As final-year JHS students, nationwide, return to school, they’ll be expected to protect themselves enough to avoid a Covid-19 ambush.
That will be double burden as they also prepare for examinations, in September.
The threat of Covid-19 must, however, be defused first in order to build the morale for the ‘fate determiner.’
At Ayigya M/A JHS, Stella Hagan, a Form 3 student in nose mask stands alone on the compound at about 7.30 a.m. when I visited the school.
No teacher, no colleagues. She has been here for almost an hour waiting for them to show up. The torso-length black back-pack is her only companion, at least, for now.
“We normally come to school around 6:30 a.m. Since I came, no one has been here. It’s 7:30 now,” she lamented.
All the doors of the one storey school block are closed, the silver padlocks seem not ready to be woken up.
About one-and-a-half kilometers away, on my way to the KNUST JHS, I met two students heading towards TECH Junction from the school.
I asked, “why are you coming back?” Their response was, “We’re going to buy hand sanitizers, we left ours at home.”
The heightened alert also manifested itself at the school’s entrance. I saw students and teachers, in masks, undergoing temperature checks.
A veronica bucket with liquid soap and tissue sits at the entrance, three lined up 10 metres into the main compound to serve the 316 final year students.
Besides, every block has one yellow veronica bucket.
“After washing their hands, the teacher will direct the students to the class,” said Assistant Head teacher JHS, Eric Oti Attah.
Though government had directed 30 pupils per class, KNUST has 23, with one classroom separating each class on a block.
“There’s no class after each class so that the students will get enough space to refresh themselves during the short break of 20 minutes. They can get enough space to take their snacks as they wait for the next lesson,” Mr. Oti Atta explains.
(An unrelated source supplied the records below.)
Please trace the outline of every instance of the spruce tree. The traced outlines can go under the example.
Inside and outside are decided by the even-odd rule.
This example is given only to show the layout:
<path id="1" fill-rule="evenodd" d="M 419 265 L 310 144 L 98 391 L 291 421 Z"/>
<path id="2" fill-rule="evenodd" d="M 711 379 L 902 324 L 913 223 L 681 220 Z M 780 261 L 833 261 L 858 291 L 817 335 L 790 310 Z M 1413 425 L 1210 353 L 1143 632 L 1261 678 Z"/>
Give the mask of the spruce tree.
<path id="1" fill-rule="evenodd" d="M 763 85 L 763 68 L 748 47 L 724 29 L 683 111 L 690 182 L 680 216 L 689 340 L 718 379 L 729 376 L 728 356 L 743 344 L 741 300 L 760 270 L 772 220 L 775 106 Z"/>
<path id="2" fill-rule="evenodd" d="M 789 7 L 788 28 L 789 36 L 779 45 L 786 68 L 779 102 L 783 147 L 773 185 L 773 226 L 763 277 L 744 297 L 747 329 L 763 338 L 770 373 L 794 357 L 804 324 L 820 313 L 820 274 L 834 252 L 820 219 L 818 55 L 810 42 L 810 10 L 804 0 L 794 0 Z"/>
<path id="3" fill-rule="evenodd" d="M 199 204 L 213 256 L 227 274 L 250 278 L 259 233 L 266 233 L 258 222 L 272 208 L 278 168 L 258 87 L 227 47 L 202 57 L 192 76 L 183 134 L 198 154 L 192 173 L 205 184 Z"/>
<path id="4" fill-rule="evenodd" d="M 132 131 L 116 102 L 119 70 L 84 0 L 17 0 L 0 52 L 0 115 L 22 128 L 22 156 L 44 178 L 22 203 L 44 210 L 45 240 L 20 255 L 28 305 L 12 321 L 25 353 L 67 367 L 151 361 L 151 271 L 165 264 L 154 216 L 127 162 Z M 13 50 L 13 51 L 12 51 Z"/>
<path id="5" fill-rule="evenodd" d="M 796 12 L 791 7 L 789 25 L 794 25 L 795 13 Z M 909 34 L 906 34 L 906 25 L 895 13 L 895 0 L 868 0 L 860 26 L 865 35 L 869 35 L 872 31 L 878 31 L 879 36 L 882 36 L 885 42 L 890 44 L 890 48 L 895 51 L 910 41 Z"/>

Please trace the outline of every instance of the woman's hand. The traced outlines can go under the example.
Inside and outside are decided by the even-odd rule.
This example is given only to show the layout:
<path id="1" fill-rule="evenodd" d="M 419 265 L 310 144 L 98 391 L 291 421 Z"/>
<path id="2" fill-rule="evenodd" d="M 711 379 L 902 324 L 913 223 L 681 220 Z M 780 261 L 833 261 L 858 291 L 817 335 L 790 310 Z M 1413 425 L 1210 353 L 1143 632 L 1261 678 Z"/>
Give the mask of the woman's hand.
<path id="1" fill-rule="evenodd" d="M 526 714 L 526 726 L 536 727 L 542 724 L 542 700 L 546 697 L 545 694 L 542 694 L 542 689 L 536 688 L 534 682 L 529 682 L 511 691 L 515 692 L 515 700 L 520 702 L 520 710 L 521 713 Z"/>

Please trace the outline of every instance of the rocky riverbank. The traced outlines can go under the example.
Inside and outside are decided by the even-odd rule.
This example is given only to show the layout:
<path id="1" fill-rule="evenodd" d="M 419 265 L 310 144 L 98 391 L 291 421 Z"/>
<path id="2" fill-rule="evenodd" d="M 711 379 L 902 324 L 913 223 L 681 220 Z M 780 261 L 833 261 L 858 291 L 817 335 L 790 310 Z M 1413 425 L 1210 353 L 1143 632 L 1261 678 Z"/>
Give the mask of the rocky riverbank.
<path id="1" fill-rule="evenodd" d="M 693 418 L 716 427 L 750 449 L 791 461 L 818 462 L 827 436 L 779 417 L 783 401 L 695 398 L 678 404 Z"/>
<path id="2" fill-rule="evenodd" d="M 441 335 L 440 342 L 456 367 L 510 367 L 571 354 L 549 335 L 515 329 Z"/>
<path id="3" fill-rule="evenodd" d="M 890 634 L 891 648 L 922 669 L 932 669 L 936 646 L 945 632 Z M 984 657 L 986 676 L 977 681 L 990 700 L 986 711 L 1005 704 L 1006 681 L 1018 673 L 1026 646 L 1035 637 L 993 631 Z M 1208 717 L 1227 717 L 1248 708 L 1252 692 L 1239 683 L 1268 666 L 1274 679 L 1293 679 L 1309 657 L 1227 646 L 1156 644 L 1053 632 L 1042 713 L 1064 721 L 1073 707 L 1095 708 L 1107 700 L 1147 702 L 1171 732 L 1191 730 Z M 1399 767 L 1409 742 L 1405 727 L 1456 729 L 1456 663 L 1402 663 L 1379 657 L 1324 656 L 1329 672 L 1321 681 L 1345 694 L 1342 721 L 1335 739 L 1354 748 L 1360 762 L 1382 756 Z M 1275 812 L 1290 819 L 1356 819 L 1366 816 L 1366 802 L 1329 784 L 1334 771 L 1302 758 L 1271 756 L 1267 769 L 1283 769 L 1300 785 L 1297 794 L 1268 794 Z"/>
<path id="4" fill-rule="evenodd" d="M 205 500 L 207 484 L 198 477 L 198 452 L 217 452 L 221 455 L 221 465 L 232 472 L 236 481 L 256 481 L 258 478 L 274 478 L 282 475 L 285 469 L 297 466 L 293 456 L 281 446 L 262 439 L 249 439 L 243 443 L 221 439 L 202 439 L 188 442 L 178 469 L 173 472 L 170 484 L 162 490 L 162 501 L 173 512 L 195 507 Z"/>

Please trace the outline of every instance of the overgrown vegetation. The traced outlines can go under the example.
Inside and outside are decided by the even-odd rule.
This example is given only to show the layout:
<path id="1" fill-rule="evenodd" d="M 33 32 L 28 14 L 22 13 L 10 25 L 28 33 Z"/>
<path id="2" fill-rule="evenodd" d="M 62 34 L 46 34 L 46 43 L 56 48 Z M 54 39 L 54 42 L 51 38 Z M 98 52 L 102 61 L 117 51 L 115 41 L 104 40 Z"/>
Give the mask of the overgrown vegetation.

A teacher stands at the entrance of each classroom to direct students to seats embossed with their names and index numbers.
Teacher can step on the campus only when they have lessons.
Washrooms for teachers have now been allocated to students, and they are cleaned every hour.
The school has procured spraying machines to fumigate the classrooms after each day’s session.
The school bears the cost of the exercise, undertaken by its casual workers and Zoomlion personnel.
“After closing they’ll come here and tidy up. We’ll fumigate the classrooms, with chlorine, so by the time they come back the classrooms will be clean,” the Assistant Headmaster said.
The school’s cafeteria has been closed for disinfection and especially, to prevent vendors who may be careless with handling money from coming into contact with students.
“We were afraid of the exchange of money and also some may forget to sanitize their hands after handling money,” he said.
Parents have been advised to cook at home for their wards while the school has made available sachet water for students who may need it.
“Other parents offered to give us 50 pieces of sachet water. But we have enough water available to give every student who may need it,” Mr. Oti Atta assured.
Awareness and health
On the school compound, from entrance to classrooms are various sensitization notices on classroom doors: “No Mask No Entry, “Wash hands with soap under running water.” Social distancing notices decorate lawns.
First period of the lessons involved orientation of students on covid-19 safety protocols.
Many students take buses to their homes from the Tech Junction, identified by health authorities as a hot spot.
The school is therefore arranging with KNUST buses to take students to their destinations.
I sighted the GES-supplied green veronica buckets being repaired for defective tap, quite expected as government hurriedly supplies them to schools nationwide.
KNUST JHS, if emulated nationwide, for its preparedness, school authorities will leave students as well as parents and guardians at ease in these Covid times.